Marvel releases comic featuring Arab American superhero from Dearborn

Sarah Rahal
The Detroit News

Marvel issued a nationwide release Wednesday of its new character, an Arab American superhero, in the "Magnificent Ms. Marvel #13" comic book.

Amulet, aka Fadi Fadlalah, according to his creators, debuts in Marvel's pages to help shield Kamala Khan in "Magnificent Ms. Marvel #13," the first fictional Muslim hero to headline her own comic in 2013.

Here is Amulet giving Ms. Marvel a boost on the cover of "The Magnificent Ms. Marvel #13" by Eduard Petrovich.

Amulet, the superhero of Lebanese descent, was brought to life by writer Saladin Ahmed, who is from Dearborn, and popular Jordanian American illustrator Sara Alfageeh.
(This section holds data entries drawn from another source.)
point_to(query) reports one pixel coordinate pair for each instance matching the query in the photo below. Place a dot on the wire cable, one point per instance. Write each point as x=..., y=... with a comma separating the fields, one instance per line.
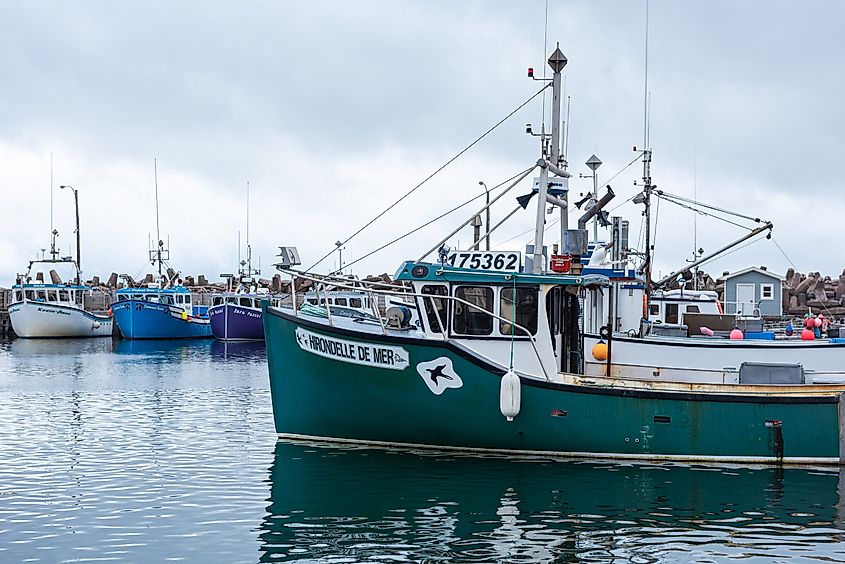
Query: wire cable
x=430, y=176
x=438, y=218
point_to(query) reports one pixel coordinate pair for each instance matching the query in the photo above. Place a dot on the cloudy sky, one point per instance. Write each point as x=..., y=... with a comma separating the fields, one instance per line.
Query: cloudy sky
x=333, y=109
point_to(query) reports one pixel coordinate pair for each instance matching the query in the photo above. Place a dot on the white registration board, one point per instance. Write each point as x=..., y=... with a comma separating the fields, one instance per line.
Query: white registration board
x=354, y=352
x=508, y=261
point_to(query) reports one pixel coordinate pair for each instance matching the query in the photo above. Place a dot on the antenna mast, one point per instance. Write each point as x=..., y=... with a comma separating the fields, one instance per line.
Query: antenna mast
x=158, y=233
x=647, y=185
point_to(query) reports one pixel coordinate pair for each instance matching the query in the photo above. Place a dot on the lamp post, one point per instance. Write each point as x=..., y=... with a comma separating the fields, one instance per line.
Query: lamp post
x=339, y=246
x=76, y=205
x=487, y=194
x=594, y=162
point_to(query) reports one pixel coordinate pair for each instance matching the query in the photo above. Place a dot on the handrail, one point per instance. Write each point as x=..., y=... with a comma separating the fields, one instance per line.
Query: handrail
x=532, y=339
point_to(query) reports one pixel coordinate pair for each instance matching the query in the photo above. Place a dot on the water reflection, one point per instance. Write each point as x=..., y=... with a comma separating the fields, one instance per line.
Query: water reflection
x=333, y=502
x=162, y=347
x=246, y=350
x=57, y=347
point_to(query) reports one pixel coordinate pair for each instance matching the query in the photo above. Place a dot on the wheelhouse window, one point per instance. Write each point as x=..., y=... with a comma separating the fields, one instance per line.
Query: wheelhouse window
x=526, y=310
x=468, y=320
x=435, y=313
x=671, y=313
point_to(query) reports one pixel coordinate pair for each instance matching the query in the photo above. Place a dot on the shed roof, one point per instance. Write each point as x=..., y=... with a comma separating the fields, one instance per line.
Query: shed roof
x=753, y=269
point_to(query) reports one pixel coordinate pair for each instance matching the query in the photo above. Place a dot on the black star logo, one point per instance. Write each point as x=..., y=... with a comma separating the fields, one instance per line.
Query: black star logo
x=437, y=372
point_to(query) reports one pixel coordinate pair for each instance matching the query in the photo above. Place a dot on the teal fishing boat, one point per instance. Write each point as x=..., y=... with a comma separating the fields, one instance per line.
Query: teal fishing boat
x=496, y=364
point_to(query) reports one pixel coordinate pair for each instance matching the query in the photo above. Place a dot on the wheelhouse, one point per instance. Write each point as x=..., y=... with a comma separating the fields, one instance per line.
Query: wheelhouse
x=485, y=309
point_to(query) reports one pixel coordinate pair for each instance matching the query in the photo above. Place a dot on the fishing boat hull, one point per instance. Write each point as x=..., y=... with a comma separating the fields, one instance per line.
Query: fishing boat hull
x=348, y=386
x=713, y=360
x=37, y=320
x=230, y=322
x=137, y=319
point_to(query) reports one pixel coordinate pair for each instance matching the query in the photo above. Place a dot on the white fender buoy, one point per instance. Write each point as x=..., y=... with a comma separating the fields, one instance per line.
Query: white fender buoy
x=510, y=398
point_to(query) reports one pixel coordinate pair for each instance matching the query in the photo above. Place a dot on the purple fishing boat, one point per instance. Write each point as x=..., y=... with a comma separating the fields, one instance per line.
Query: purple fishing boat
x=237, y=316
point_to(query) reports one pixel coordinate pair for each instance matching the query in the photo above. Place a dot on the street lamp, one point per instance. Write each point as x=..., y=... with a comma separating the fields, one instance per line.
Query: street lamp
x=76, y=205
x=487, y=194
x=339, y=246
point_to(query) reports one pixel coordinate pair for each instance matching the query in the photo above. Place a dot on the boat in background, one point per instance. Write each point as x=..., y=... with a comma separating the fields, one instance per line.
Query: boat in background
x=54, y=309
x=163, y=308
x=58, y=308
x=236, y=313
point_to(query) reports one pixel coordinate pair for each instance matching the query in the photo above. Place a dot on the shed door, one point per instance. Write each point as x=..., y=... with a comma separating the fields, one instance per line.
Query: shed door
x=745, y=302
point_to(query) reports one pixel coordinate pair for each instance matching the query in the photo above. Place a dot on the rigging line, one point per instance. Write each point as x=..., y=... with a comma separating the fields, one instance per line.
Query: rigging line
x=654, y=239
x=698, y=211
x=708, y=206
x=441, y=216
x=545, y=50
x=430, y=176
x=789, y=260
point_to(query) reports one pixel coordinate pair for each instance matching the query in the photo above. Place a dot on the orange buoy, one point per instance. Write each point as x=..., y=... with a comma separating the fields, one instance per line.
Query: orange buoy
x=600, y=351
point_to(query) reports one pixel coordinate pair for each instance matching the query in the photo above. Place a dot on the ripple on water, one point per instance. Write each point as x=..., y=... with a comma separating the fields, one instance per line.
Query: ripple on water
x=157, y=451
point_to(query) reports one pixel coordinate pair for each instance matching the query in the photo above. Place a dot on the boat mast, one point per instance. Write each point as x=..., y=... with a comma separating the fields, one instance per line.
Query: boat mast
x=158, y=234
x=556, y=61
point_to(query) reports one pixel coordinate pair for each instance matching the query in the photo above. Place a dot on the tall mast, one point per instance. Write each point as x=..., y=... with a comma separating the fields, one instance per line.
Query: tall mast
x=556, y=61
x=158, y=233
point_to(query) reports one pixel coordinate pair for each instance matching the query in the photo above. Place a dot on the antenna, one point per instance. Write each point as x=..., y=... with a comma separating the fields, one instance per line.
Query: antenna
x=51, y=191
x=645, y=84
x=158, y=233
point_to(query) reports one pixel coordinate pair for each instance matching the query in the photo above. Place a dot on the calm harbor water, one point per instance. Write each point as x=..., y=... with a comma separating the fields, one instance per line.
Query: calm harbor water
x=138, y=451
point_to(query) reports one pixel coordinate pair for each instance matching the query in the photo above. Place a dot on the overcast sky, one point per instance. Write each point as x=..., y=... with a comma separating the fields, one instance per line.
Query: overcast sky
x=333, y=109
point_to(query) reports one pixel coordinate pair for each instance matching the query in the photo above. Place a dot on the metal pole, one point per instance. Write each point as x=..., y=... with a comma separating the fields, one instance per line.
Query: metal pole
x=78, y=252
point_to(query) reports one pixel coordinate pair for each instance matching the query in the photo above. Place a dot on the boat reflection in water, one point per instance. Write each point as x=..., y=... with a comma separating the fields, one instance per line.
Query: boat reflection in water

"This one means a lot to me. Superhero comics helped teach me to read, but as an Arab American kid, I never quite saw myself in them," said Ahmed in January. "To be able to add a character with a name like mine, that shares my heritage and my hometown to this pantheon ... whew!"

The book sells at comic book shops for $3.99.

Amulet wears a bright-blue costume, has massive superpowers and carries an evil eye, an amulet, for protection on a leather strap around his neck, tucked under his shirt. 

The family heirloom gives him the power to ward off evil and protect Khan, another diverse Marvel character who became the first fictional Muslim hero to headline her own comic in 2013. Within the Marvel Universe, Khan — Ms. Marvel — is a teen Pakistani American from Jersey City, New Jersey, with shape-shifting abilities.

Alfageeh has worked as a character designer outside of Marvel. She and Ahmed had fun creating the concept for Amulet, she said in December.

Reporter holds a copy of the comic book "The Magnificent Ms. Marvel" where Amulet makes his debut.

"We talked about his defensive-style powers and how they tied into his background as a Lebanese kid," she said. "The blue-and-white color palette and the circular design were pulled from the Nazar, a symbol that pops up all over the Middle East that protects the wearer from the evil eye — the harmful intentions of others. A bit of a historical, supernatural touch.

"We tend to associate sharp corners and edges with evil, and rounded designs and circles with good. This character is a gentle giant, so I wanted to make sure that even with his size, he was shaped like a friend."

Both said they have big plans for Amulet in the future.